Quand de jeunes délinquants rencontrent leurs victimes…

Le 30 mai 2023

Le récent film « Je verrai toujours vos visages », présenté sur Questions-Justice le 12 mai dernier, nous a fait découvrir la justice restaurative, telle qu’elle se pratique en France.
En Belgique, on connait peu ce qu’on appelle plutôt la « justice restauratrice » mais, des deux côtés de la frontière, il s’agit pareillement de mettre en relation auteurs et victimes d’infractions. Objectif de ces improbables rencontres : trouver ensemble une solution qui « restaure ». Restaurer, c’est alors rétablir quelque chose qui n‘existait plus, réparer un mal pour les uns, dépasser des épisodes douloureux pour les autres, avancer dans la vie, pour toutes les personnes concernées.

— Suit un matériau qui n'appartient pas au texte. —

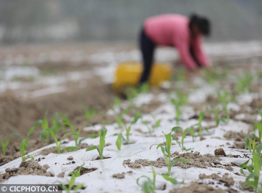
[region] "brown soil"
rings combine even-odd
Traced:
[[[47,172],[45,167],[40,166],[35,160],[22,162],[18,168],[7,168],[5,173],[0,174],[0,183],[11,176],[19,175],[39,175],[46,176],[54,176],[54,174]]]
[[[233,148],[236,149],[245,149],[244,142],[236,141],[234,143]]]
[[[20,135],[21,139],[24,138],[30,128],[36,120],[43,118],[47,109],[49,120],[52,120],[55,113],[61,112],[68,114],[69,119],[76,128],[87,126],[90,124],[101,122],[107,119],[109,122],[114,120],[109,116],[100,114],[104,109],[106,110],[110,107],[115,96],[110,85],[105,84],[100,78],[94,77],[89,81],[85,88],[77,87],[72,85],[69,91],[65,92],[26,100],[15,96],[14,93],[11,91],[7,91],[0,96],[0,122],[2,137],[4,139],[11,132],[17,132]],[[96,115],[89,123],[85,118],[84,105],[89,108],[99,106],[101,109],[97,110]],[[30,136],[30,139],[35,139],[31,142],[31,148],[29,147],[28,152],[46,145],[42,143],[40,139],[41,130],[41,127],[39,126]],[[83,134],[80,133],[80,135],[85,136],[90,132],[82,131]],[[10,156],[6,160],[11,161],[17,158],[13,157],[12,156],[19,150],[20,142],[18,141],[18,137],[15,136],[10,138],[6,150],[7,155]],[[0,162],[0,164],[3,165]]]
[[[201,168],[205,168],[207,167],[214,167],[214,165],[220,166],[220,158],[215,157],[210,154],[207,154],[203,155],[200,154],[198,151],[194,153],[187,152],[182,154],[179,154],[177,152],[173,153],[171,157],[175,157],[177,159],[183,158],[189,161],[185,163],[178,161],[176,165],[182,168],[187,168],[191,167],[196,167]]]
[[[200,179],[204,178],[210,178],[213,180],[225,183],[225,186],[229,186],[234,185],[235,182],[233,180],[233,178],[228,176],[228,173],[226,173],[223,176],[221,177],[216,174],[213,173],[211,175],[207,176],[205,174],[199,174],[199,178]]]
[[[225,156],[227,156],[223,148],[219,148],[215,149],[215,155],[223,155]]]
[[[103,159],[104,160],[105,159],[108,159],[109,158],[111,158],[111,157],[103,157]],[[95,159],[93,160],[99,160],[100,159],[100,156],[97,156],[96,157],[96,158]]]
[[[192,182],[188,186],[171,190],[169,193],[226,193],[226,190],[220,188],[215,189],[212,186],[197,182]]]
[[[77,167],[76,168],[74,169],[74,170],[77,169],[78,170],[79,169],[80,167],[80,166],[79,166],[78,167]],[[80,176],[81,176],[84,174],[87,174],[88,173],[89,173],[90,172],[93,172],[95,170],[96,170],[97,169],[97,168],[87,168],[84,167],[83,167],[80,170]]]
[[[61,172],[57,174],[57,177],[60,178],[63,178],[64,176],[65,173],[63,172]]]
[[[227,131],[224,135],[224,137],[227,140],[233,139],[237,141],[245,141],[245,135],[243,131],[240,132],[235,131]]]
[[[134,163],[131,162],[131,161],[130,159],[125,160],[123,162],[123,165],[127,164],[129,167],[132,168],[139,168],[141,167],[141,165],[145,167],[152,165],[159,168],[163,166],[166,166],[167,165],[166,160],[160,158],[157,159],[156,161],[142,159],[136,160]]]
[[[68,157],[67,158],[67,159],[68,160],[72,160],[73,159],[74,159],[74,158],[73,157],[73,156],[72,156],[72,155],[70,155],[70,156],[69,156],[69,157]]]
[[[112,176],[113,178],[123,178],[125,177],[125,173],[122,172],[122,173],[114,174],[113,174]]]

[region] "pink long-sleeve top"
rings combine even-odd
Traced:
[[[191,46],[196,60],[208,65],[207,58],[201,48],[200,36],[193,38],[189,27],[189,18],[183,15],[166,14],[149,17],[145,21],[146,34],[157,45],[173,46],[178,49],[180,58],[188,68],[194,70],[197,65],[190,53]]]

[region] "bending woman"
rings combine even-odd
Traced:
[[[178,14],[166,14],[146,19],[140,39],[144,65],[140,83],[148,80],[154,51],[158,45],[176,47],[182,62],[190,70],[208,66],[207,58],[201,49],[201,36],[209,34],[210,26],[207,19],[195,15],[188,18]]]

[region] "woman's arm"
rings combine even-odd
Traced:
[[[177,40],[176,44],[182,62],[189,69],[195,70],[196,68],[196,64],[190,53],[188,41],[184,38],[181,38]]]
[[[198,63],[202,66],[206,66],[208,65],[209,62],[201,47],[202,44],[201,37],[197,37],[193,42],[193,51],[195,59]]]

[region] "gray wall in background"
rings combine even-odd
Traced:
[[[193,12],[211,21],[209,41],[262,39],[261,0],[1,0],[0,41],[134,41],[148,17]]]

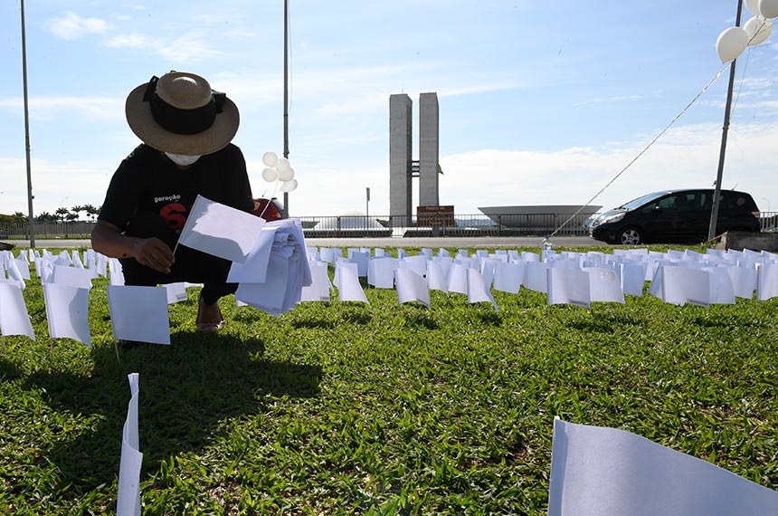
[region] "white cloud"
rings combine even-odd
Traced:
[[[671,129],[593,204],[612,207],[651,191],[710,187],[720,130],[716,124]],[[739,126],[729,136],[723,186],[736,186],[757,204],[761,196],[778,204],[778,183],[767,165],[778,124]],[[482,149],[441,157],[441,202],[455,205],[463,214],[479,213],[478,206],[484,205],[584,204],[641,149],[640,145],[556,152]]]
[[[110,27],[100,18],[83,18],[75,13],[66,12],[61,18],[52,18],[45,24],[54,35],[65,40],[76,40],[86,34],[101,34]]]
[[[0,99],[0,110],[22,110],[21,97]],[[113,97],[46,97],[33,96],[29,100],[30,118],[52,119],[57,115],[67,113],[91,119],[110,119],[124,113],[124,99]]]
[[[119,34],[105,41],[109,48],[150,48],[151,42],[143,34]]]
[[[642,100],[642,96],[640,95],[626,95],[626,96],[616,96],[616,97],[597,97],[594,99],[589,99],[584,102],[579,102],[578,106],[586,106],[590,104],[612,104],[615,102],[624,102],[630,100]]]

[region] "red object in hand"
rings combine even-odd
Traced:
[[[268,222],[287,218],[283,205],[275,197],[254,199],[254,211],[251,213]]]

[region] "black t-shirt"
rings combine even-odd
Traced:
[[[172,246],[198,194],[239,210],[253,209],[240,148],[230,144],[179,170],[161,152],[141,144],[114,173],[98,219],[128,236],[157,236]]]

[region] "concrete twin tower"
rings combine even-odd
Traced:
[[[393,226],[411,225],[413,177],[419,177],[419,207],[438,206],[438,94],[419,96],[419,160],[413,156],[413,103],[405,93],[389,96],[389,215]],[[420,212],[422,210],[419,210]]]

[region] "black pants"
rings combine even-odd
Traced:
[[[156,236],[171,249],[176,248],[177,234],[157,217],[138,217],[131,225],[131,230],[126,234],[143,238]],[[126,285],[153,287],[179,282],[203,283],[200,295],[206,304],[213,304],[219,298],[233,294],[238,290],[238,283],[226,282],[232,262],[184,245],[176,249],[176,263],[171,265],[169,273],[159,272],[141,265],[135,258],[121,258],[119,262]]]

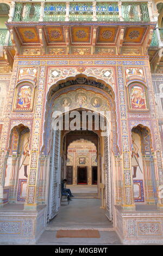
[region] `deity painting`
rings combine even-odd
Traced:
[[[32,110],[33,89],[29,86],[23,86],[19,88],[16,100],[16,109]]]
[[[35,80],[37,76],[37,70],[33,68],[24,68],[20,69],[18,75],[18,80],[24,79],[24,76],[30,76]]]
[[[25,145],[23,147],[23,157],[22,159],[21,165],[20,167],[20,169],[22,166],[24,166],[24,175],[27,178],[28,177],[27,166],[29,166],[29,136],[28,137],[27,141],[26,142]]]
[[[75,100],[77,104],[82,106],[86,102],[87,96],[84,93],[79,93],[76,96]]]
[[[99,97],[94,97],[91,99],[91,103],[93,107],[99,107],[102,105],[102,100]]]
[[[139,76],[143,77],[143,72],[142,69],[130,68],[126,70],[126,77],[128,78],[130,76]]]
[[[130,107],[132,109],[146,109],[145,88],[134,85],[129,88]]]
[[[60,104],[62,107],[70,107],[71,102],[71,99],[68,97],[64,97],[60,101]]]
[[[79,158],[79,164],[85,164],[85,158],[80,157]]]

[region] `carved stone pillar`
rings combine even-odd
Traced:
[[[160,37],[160,31],[158,28],[158,25],[156,25],[156,28],[155,28],[155,32],[156,34],[156,36],[158,38],[158,42],[159,42],[159,47],[163,47],[163,42],[162,42],[161,40],[161,37]]]
[[[122,17],[122,2],[119,1],[118,3],[118,12],[119,12],[119,19],[120,21],[123,21],[123,19]]]
[[[41,2],[40,16],[39,21],[43,21],[44,16],[45,2]]]
[[[27,196],[24,209],[36,210],[37,204],[37,188],[39,181],[39,165],[40,142],[42,139],[41,117],[43,109],[43,92],[45,86],[45,66],[40,66],[37,94],[35,96],[35,117],[34,126],[31,134],[32,139],[30,154],[29,174],[28,176]]]
[[[96,2],[92,2],[93,6],[93,21],[97,21],[96,17]]]
[[[151,1],[148,1],[148,13],[149,13],[149,19],[150,21],[154,21],[154,19],[153,17],[153,10],[152,10],[152,3]]]
[[[133,193],[133,182],[131,166],[131,153],[129,147],[129,132],[128,129],[127,106],[125,97],[124,85],[122,66],[117,66],[118,89],[120,92],[120,111],[121,123],[122,157],[123,180],[123,198],[122,207],[125,210],[133,210],[135,209]],[[121,135],[120,135],[121,136]]]
[[[70,2],[66,2],[66,9],[65,21],[69,21]]]
[[[10,5],[10,12],[9,14],[9,19],[8,19],[8,22],[12,21],[14,16],[15,8],[15,2],[12,1]]]

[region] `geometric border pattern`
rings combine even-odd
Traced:
[[[26,198],[21,197],[22,186],[24,183],[27,183],[27,179],[19,179],[18,184],[17,200],[18,202],[25,202]]]
[[[134,184],[139,184],[139,190],[140,192],[140,196],[141,198],[138,199],[136,198],[134,198],[135,202],[145,202],[145,197],[144,197],[144,190],[143,190],[143,180],[133,180]]]

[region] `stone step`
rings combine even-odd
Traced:
[[[80,198],[80,199],[84,199],[84,198],[98,198],[98,194],[96,193],[73,193],[73,195],[74,196],[74,198],[72,198],[72,199],[76,198]]]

Ce travail de « justice restauratrice » existe pour des adultes, des jeunes et leurs victimes. L’asbl « Arpège », à Liège, mandatée par le parquet ou le Tribunal de la jeunesse, mène ce travail lorsque des jeunes sont concernés.

Une infraction et puis…

Un gros conflit entre père et fils a dégénéré. Le fils a physiquement agressé le père, ils se sont battus et celui-ci a porté plainte. Le fils vit chez sa mère et ne voit plus son père.
Autre exemple : en désaccord avec la tenancière d’une échoppe, un jeune du même quartier l’a menacée avec un couteau. Cette dame a fait un geste et le jeune l’a gravement blessée.
Arpège peut intervenir pour ce genre de situations mais aussi pour une multitude d’autres, dès qu’il y a infraction : il peut être question de faits de mœurs, de blessures volontaires, de conflits intrafamiliaux, de vols, d’agressions, etc.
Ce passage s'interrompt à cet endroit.